Atemu hielt inne und starrte den Mann an, als käme er vom Mond. „Das ist jetzt nicht Ihr Ernst.“ Sein Gesicht nahm ein tiefes Rot an. Dieses Mal nicht vor Wut, sondern aus Scham. Alle Blicke waren auf ihn gerichtet und so kletterte Atemu aus dem Bus und zog die schwere Tanne hinter sich her. Auf diese Peinlichkeit hätte er gut und gerne verzichten können.

„Jetzt muss ich doch laufen.“ Zu Fuß brauchte Atemu eine halbe Stunde. Mit einem großen Tannenbaum im Schlepptau brauchte er bestimmt noch länger. Es nützte nichts, ohne Weihnachtsbaum war es kein richtiges Fest. Wenn er dafür Federn lassen musste, sollte es eben so sein. Voller Elan schliff er die Tanne hinter sich her und stapfte durch den Schnee. Immer noch fielen Schneeflocken vom Himmel und wurden immer zahlreicher. Der Wind wurde zunehmend stärker und wirbelte die Flocken munter umher. „Muss es ausgerechnet jetzt so schlimm werden?“
 

*
 

Seto beschloss eine Pause einzulegen und bereitete sich einen kleinen Snack zu. Um Atemu’s Laune anzuheben machte Seto ihm ebenfalls einen Teller fertig.

Wenn Atemu später seinen Tannenbaum schmücken konnte, würde er ohnehin in bester Laune sein. Das hier war lediglich das i-Tüpfelchen.

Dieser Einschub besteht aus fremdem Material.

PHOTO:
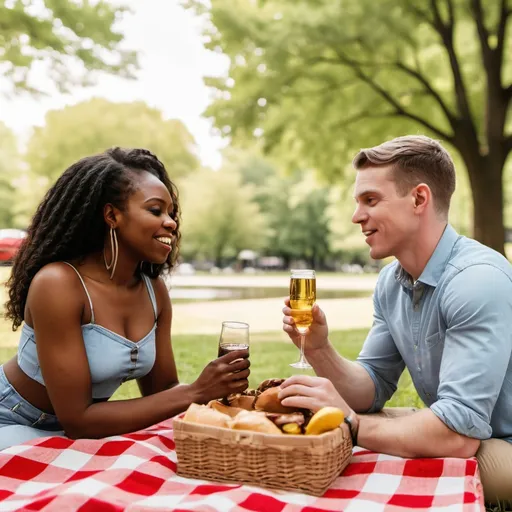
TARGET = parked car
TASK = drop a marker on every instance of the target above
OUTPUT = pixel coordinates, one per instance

Ein Rumpeln ertönte aus dem Wohnzimmer, was Seto aufmerksam werden ließ und er beschloss nachzusehen. „Das hat…aber…lange…“ Seto stockte als er den völlig erschöpften Atemu sah, der eine zerrupfte Tanne hinter sich her schleifte, die eine Spur von grünen Nadeln hinterließ.

Zunächst musste Seto sich ein Bild machen, welches sich vor seinen Augen abspielte, weil er nicht begreifen konnte, wie sein Atemu auf die Idee kam so einen Riesigen Baum zu kaufen. „Was hast du mit dem armen Baum angestellt?“

„Stell mir später Fragen.“, keuchte Atemu erschöpft und pfiff buchstäblich aus dem letzten Loch. „Hilf mir ihn aufzustellen.“

„Du solltest dich besser hinsetzen. Dein Kopf ist ganz rot.“

„Geht schon.“ Es ging nicht. Das war einfach zu viel. Wie ein nasser Sack ließ er sich auf die Couch fallen. „Ich muss den Hausflur gleich absaugen. Überall liegen Tannennadeln herum. Der blöde Baum nadelt ohne Ende.“
 

„Meinst du vom Fahrstuhl bis hierher?“

Langsam schüttelte Atemu den Kopf. „Er hat nicht in den Aufzug gepasst und deshalb musste ich…“

„Du hast ihn 20 Stockwerke hochgeschleppt? Warum hast du mir nicht Bescheid gesagt?“ Das war der erste Fehler, denn Atemu funkelte ihn aus rotglühenden Augen an und setze sich kerzengerade hin. „Ich habe dich vorhin gebeten dir eine Stunde Zeit zu nehmen. Du wolltest nicht und ich fange nicht an hinter dir her zu betteln.“
 

Jetzt wurden wir also schnippisch. „Meinetwegen, dann gehe ich den Flur von den Nadeln befreien.“ Im Laufe der Beziehung hatte Seto gelernt, dass es keinen Sinn machte mit Atemu zu diskutieren. Obwohl Seto es gut meinte, war das der nächste Fehler.
 

„Lass mich nur alleine. Soll ich den Baum jetzt auch noch alleine aufstellen?“, fing Atemu an zu zetern. „Ich bin total erschöpft und nun suchst du dir die bessere Aufgabe aus.“

„Schon gut, ich helfe dir zuerst die Tanne aufzustellen.“ Viel war von ihr ohnehin nicht mehr übrig und übermäßig Nadeln würde sie auch nicht mehr. Ob Atemu den Baum am Ende wirklich noch wollte, wagte Seto zu bezweifeln. Bis Weihnachten überlebte er garantiert nicht. Jedenfalls wollte er für den Moment seine Ruhe, damit er sich wieder an seine Bücher setzen konnte. Deshalb machte Seto sich auf die Suche nach dem Baumständer, der sich irgendwo im Keller versteckt haben musste.